Because of assurances that the GR TWP had no interest in an exclusive use arrangement, FRL moved forward with a suit. We hoped GR TWP would simply exercise their authority as steward of public property to resolve the situation simply. It was curious that they failed to do so. Legal precedent did allow for the FRL lawyer to “interplead” the township and call the supervisor forward in the court to at least go on record and admit ownership. This would in turn allow the court to proceed with a “declaration” that the land is indeed owned publicly. And then in turn, this would empower the court to make the necessary “injunction” that the WPA cease hostile and exclusive habitation of this public area. It was interesting that GR TWP wouldn’t avoid this entire process by making a simple phone call to the WPA to remind them this is public property. Instead, just as the court date was nearing, the township did a very curious thing to end the viability of the FRL case against the WPA. They entered into sudden and mysterious contractual leasing agreement with the WPA for $1100 / year.

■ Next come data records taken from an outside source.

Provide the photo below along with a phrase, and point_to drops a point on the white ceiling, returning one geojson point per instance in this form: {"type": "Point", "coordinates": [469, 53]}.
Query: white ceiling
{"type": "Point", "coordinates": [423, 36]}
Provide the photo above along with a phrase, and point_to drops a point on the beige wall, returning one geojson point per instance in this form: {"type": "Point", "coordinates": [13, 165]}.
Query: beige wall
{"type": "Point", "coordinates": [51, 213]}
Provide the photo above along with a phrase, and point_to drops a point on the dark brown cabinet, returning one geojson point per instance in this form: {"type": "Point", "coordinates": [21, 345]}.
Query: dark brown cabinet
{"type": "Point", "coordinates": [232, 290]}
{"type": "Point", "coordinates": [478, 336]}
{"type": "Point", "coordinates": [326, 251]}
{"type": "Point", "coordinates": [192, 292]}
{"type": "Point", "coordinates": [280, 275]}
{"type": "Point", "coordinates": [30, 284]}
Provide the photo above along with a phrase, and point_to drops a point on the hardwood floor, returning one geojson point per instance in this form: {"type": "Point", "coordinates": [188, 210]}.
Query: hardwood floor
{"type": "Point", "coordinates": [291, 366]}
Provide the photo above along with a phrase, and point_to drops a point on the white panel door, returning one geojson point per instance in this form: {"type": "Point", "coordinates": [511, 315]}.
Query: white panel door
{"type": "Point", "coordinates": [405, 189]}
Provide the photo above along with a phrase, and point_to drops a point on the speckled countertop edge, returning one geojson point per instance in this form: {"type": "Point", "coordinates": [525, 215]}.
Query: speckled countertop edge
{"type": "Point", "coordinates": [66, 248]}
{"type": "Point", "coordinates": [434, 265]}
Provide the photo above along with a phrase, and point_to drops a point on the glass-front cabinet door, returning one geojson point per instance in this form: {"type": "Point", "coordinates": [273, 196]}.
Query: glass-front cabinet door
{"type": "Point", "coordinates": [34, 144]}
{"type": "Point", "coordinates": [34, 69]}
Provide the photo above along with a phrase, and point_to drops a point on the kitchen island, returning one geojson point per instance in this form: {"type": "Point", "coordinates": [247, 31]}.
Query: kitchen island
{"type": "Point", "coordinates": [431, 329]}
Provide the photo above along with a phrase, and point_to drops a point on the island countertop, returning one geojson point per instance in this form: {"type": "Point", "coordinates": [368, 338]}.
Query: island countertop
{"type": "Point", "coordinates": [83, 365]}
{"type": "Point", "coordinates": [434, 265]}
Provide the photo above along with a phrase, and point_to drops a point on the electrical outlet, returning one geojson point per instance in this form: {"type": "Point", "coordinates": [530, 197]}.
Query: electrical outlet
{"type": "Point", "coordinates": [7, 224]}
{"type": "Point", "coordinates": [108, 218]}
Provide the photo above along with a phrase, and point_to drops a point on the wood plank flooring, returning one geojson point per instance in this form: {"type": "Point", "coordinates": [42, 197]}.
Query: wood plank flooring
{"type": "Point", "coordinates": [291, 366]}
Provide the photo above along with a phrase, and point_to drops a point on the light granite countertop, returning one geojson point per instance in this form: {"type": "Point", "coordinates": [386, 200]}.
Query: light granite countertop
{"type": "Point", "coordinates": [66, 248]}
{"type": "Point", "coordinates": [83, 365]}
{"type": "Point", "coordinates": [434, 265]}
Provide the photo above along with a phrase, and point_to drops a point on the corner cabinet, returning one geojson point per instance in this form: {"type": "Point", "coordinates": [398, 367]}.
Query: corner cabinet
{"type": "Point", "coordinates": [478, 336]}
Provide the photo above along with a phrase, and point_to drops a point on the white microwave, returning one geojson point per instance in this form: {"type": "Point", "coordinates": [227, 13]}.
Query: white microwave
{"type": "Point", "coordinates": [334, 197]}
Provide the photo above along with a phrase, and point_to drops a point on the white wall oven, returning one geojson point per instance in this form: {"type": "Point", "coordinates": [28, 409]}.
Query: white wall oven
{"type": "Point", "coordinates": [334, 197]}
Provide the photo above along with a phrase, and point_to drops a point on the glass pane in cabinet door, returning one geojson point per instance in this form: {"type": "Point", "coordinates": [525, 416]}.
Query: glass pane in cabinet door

Regarding FRL, this abruptly ended their case because this new lease ended the grounds by which the court could intervene. The court could no longer intervene now that the Township took an active and protective interest on behalf of the WPA. This required a withdrawal of the lawsuit and furthermore, the law requires that any official member of FRL can no longer be involved in a similar future case.
However, one very interesting thing occurred in this transaction. In making the lease agreement, the WPA has no possible grounds to make an argument of adverse posession. While this was largely a concocted feint to which the township pretended to yield, it nonetheless was a situation that could have cost a lot of money to contest and prove unviable. The WPA would likely have gummed this up in court for years hoping to exhaust FRL funds.
Now the WPA lacks all possible grounds for even the most basic principles of an adverse posession claim. They have conceded they do not “posess” it by virtue of leasing it. While the park is not “free” yet, we are one large step closer. The township can no longer hide behind the facade that they fear an adverse possession suit. The simplest path to freeing this park for public use would be to simply petition the Grand Rapids Township board to NOT renew the lease in 2013. If there is public desire for this the township could not pretend to fear the outcome if they didn’t renew it. It is our communal property and they are stewards charged with acting in public interest. However, barring this simple outcome, the other option is for residents of Grand Rapids Township to pursue this in court. A future case would no longer be made against the WPA but now interest would be directed toward the township.
It is the strong opinion of lawyers who have assessed the situation that a case of collusion can be made against the Grand Rapids Township. What currently stands is a lease contract between the WPA and the Township that ends in 2013. This in itself is not illegal – governments lease to private groups all the time. What is quite likely illegal is that it occurred in a cloaked manner and against strong public opposition. Furthermore it was not a lease opportunity offered equally to competing parties nor was it offered at a value that represents the public’s interest monetarily. Other taxpayers have been barred from using property they own without due process and without fair compensation. Furthermore, a select few have been awarded a limited public resource with the opportunity to independently govern this public property for their own privatized financial gain. There is a simple and strong legal case to be made against the Grand Rapids Township and it will simply take a leader within the Grand Rapids Township community to collect interest and bring it forward.